Our study also demonstrated a significant reduction in MDSCs with exercise in the pancreatic cancer model, which further supports the transformation towards a hotter TME and supports the findings from other studies [29].

To our knowledge, our study is the first to demonstrate the benefits of a combined aerobic exercise and resistance training in pancreatic cancer, using less intense aerobic activity of (15 min on a treadmill 4 days/week) compared to previous studies who utilised 30 min of treadmill running 5 days/week [29,30,31]. This is essential to finding the optimal amount of exercise that can provide significant immune benefits whilst also being feasible in an elderly /frail advanced cancer population.

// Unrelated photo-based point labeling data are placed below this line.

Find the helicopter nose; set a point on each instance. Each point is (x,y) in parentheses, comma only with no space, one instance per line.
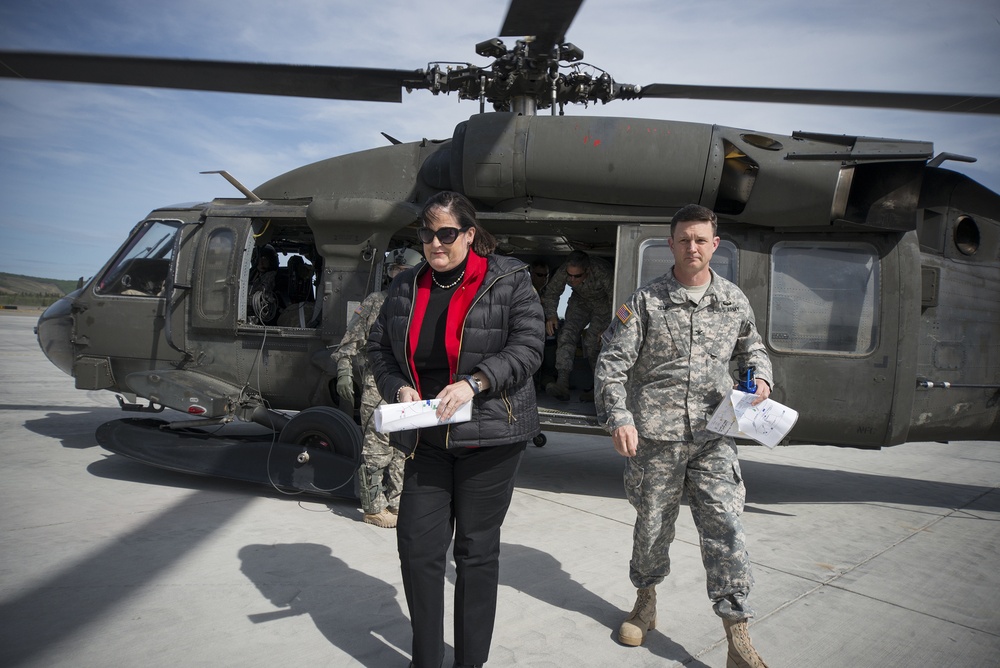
(55,331)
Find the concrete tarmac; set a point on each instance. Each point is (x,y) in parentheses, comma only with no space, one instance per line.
(882,559)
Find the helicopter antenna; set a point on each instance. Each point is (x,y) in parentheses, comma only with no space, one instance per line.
(251,195)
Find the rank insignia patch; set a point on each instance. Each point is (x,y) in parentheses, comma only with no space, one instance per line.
(624,314)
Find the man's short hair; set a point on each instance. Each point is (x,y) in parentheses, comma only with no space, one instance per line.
(695,213)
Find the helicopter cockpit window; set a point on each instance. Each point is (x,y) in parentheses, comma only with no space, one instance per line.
(824,297)
(141,269)
(656,259)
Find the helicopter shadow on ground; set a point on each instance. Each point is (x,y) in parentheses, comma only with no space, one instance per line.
(75,428)
(771,484)
(356,612)
(598,473)
(541,576)
(64,605)
(117,467)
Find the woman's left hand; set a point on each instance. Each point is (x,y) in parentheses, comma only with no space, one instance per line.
(452,398)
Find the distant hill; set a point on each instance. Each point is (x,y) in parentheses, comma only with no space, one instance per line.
(30,290)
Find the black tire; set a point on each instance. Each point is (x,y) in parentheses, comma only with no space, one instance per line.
(324,428)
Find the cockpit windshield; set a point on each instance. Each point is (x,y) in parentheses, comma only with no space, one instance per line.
(142,267)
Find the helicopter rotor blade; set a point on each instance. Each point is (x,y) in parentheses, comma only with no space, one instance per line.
(546,21)
(964,104)
(334,83)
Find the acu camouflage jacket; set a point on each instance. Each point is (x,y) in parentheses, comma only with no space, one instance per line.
(664,366)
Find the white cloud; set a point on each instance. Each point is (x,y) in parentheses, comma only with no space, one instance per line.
(79,159)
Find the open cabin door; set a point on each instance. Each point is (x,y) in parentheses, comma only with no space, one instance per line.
(217,262)
(830,308)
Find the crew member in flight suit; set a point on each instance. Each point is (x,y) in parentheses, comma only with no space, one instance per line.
(381,471)
(588,314)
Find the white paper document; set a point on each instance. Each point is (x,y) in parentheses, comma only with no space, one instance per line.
(767,423)
(416,414)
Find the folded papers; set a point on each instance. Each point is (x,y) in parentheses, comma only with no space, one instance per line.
(416,414)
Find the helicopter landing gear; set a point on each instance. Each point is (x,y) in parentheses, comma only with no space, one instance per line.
(324,428)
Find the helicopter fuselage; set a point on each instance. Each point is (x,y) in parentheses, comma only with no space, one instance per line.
(873,275)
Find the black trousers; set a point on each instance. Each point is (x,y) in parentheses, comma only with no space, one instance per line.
(465,492)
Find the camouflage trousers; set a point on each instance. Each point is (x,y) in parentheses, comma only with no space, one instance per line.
(579,314)
(381,465)
(709,472)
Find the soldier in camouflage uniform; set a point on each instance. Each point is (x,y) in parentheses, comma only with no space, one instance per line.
(663,370)
(592,280)
(381,472)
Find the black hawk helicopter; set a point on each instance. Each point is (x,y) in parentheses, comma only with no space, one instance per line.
(872,269)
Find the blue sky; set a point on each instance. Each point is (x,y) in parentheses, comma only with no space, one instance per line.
(81,164)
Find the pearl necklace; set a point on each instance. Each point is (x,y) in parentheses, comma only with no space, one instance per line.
(450,285)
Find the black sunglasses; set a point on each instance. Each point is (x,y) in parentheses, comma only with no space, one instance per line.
(445,235)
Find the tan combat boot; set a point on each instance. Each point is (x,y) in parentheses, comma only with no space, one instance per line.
(741,651)
(642,619)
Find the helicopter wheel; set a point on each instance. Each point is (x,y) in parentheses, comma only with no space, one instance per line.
(324,428)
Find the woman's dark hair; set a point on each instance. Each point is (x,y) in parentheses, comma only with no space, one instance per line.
(464,212)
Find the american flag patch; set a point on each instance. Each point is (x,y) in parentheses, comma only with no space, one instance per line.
(624,313)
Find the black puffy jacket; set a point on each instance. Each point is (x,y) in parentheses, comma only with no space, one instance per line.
(503,337)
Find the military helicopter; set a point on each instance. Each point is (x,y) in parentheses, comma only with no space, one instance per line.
(872,269)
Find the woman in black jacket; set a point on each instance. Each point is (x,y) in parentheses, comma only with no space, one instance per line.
(464,326)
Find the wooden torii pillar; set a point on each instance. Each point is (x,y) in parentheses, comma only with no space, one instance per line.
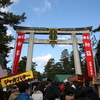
(62,31)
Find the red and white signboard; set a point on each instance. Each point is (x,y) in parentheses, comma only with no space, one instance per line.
(88,54)
(18,48)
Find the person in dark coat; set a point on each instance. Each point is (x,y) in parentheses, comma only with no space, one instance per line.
(91,93)
(24,90)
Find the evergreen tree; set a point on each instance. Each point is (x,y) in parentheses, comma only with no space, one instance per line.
(22,65)
(65,61)
(7,18)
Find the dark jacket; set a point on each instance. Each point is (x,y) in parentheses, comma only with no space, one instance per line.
(23,96)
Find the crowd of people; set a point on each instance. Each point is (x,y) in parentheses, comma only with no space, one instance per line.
(51,91)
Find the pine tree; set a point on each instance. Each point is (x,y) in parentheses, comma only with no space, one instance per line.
(7,18)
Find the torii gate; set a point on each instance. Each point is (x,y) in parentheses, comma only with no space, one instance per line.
(62,31)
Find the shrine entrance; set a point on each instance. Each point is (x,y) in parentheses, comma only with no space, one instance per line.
(60,31)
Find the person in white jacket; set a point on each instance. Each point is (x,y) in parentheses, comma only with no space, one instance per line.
(37,94)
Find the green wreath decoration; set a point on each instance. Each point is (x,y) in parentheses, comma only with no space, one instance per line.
(53,37)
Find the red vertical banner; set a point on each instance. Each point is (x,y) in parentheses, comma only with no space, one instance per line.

Our study expands upon Kurz et al.’s findings by demonstrating a significant increase in tumour necrosis in the tumours of the exercise/anti-PD1 group, indicating improved tumour responses. This would correlate with improved patient outcomes including survival. Caspase 3/7 assays demonstrated a clear increase in the apoptotic activity of PANC-1 cells when cultured with post-exercise-conditioned serum. Loss of protective apoptotic pathways occur early in the development of pancreatic cancer, and this persistent evasion of apoptosis is partially responsible for anti-cancer treatments being relatively futile [4]. Exercise-mediated apoptosis of tumour cells would be invaluable in improving pancreatic cancer treatments. Our pancreatic cancer mouse studies suggest that combining aerobic exercise and resistance training could boost immunotherapy responsiveness. However, functional validation with CD8 T and NK cell cytotoxicity assays is required to confirm exercise-driven immune-mediated cancer cell death.

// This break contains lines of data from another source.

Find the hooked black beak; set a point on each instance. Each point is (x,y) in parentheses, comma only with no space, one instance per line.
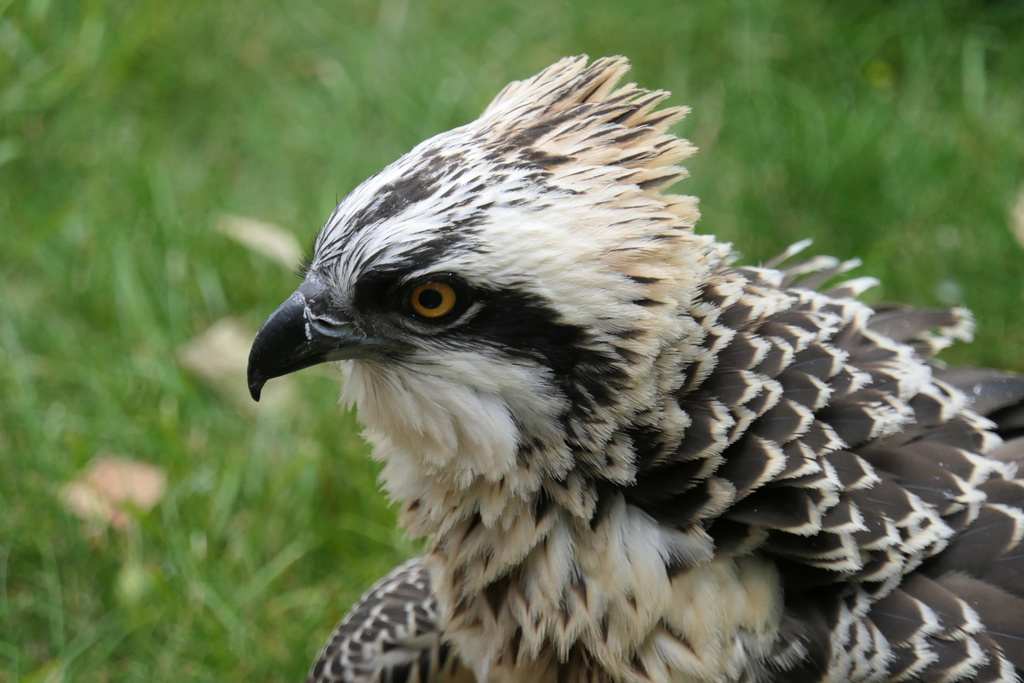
(304,331)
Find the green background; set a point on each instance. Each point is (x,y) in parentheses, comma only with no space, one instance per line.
(893,131)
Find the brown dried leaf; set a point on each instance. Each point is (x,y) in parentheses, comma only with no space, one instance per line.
(110,486)
(267,239)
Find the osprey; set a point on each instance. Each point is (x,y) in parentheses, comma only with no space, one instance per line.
(634,459)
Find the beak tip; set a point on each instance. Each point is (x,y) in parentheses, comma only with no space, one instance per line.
(255,380)
(255,387)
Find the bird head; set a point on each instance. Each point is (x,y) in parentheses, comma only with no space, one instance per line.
(501,296)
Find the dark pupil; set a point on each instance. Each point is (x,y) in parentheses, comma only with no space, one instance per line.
(430,299)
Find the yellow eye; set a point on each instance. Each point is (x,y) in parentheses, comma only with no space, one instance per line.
(433,299)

Limitations include the use of healthy volunteers who all undertook regular exercise and therefore, the immune changes seen with acute exercise may be modest compared to those who do not regularly exercise, which more accurately reflect the advanced mesothelioma and pancreatic cancer population. Blood tests were done immediately following exercise but at no further time points. Studies have revealed that exercise-induced release of cytokines, such as IL-6, can peak up to 2 h after exercise completion [32]. Therefore, there may not have been enough time to detect a significant change in cytokines, which could account for the lack of cell viability differences between pre- and post-exercise-conditioned sera. Future studies should look at different time points post-exercise, as well as include patients with cancer. Future work should also include exploration of the mechanism behind the observed exercise-induced immune effects using proteomic immune assays to quantify a wide range of cytokines/myokines.

The lack of visibility of the pancreatic tumours with the IVIS suggests issues with regard to luciferase expression as well as potential interference from the black fur on the mice. Reviewing the effect of exercise in a different pancreatic cancer model with a different cell line could provide validation of its beneficial effects.

5. Conclusions

In summary, our findings have shown a single bout of high-intensity interval aerobic exercise significantly increases circulating NK cells and reduces Tregs, providing the optimum environment to boost anti-cancer activity. Exercise-conditioned serum exerts anti-cancer effects against pancreatic cancer and mesothelioma cells in vitro. Moderate-intensity exercise combined with anti-PD1 increases tumour necrosis reduces metastatic disease and transforms the TME towards a hot phenotype. This provides a strong basis for investigating whether this effect can be seen systemically and intratumourally in patients with advanced cancer, warranting further exploration with clinical trials.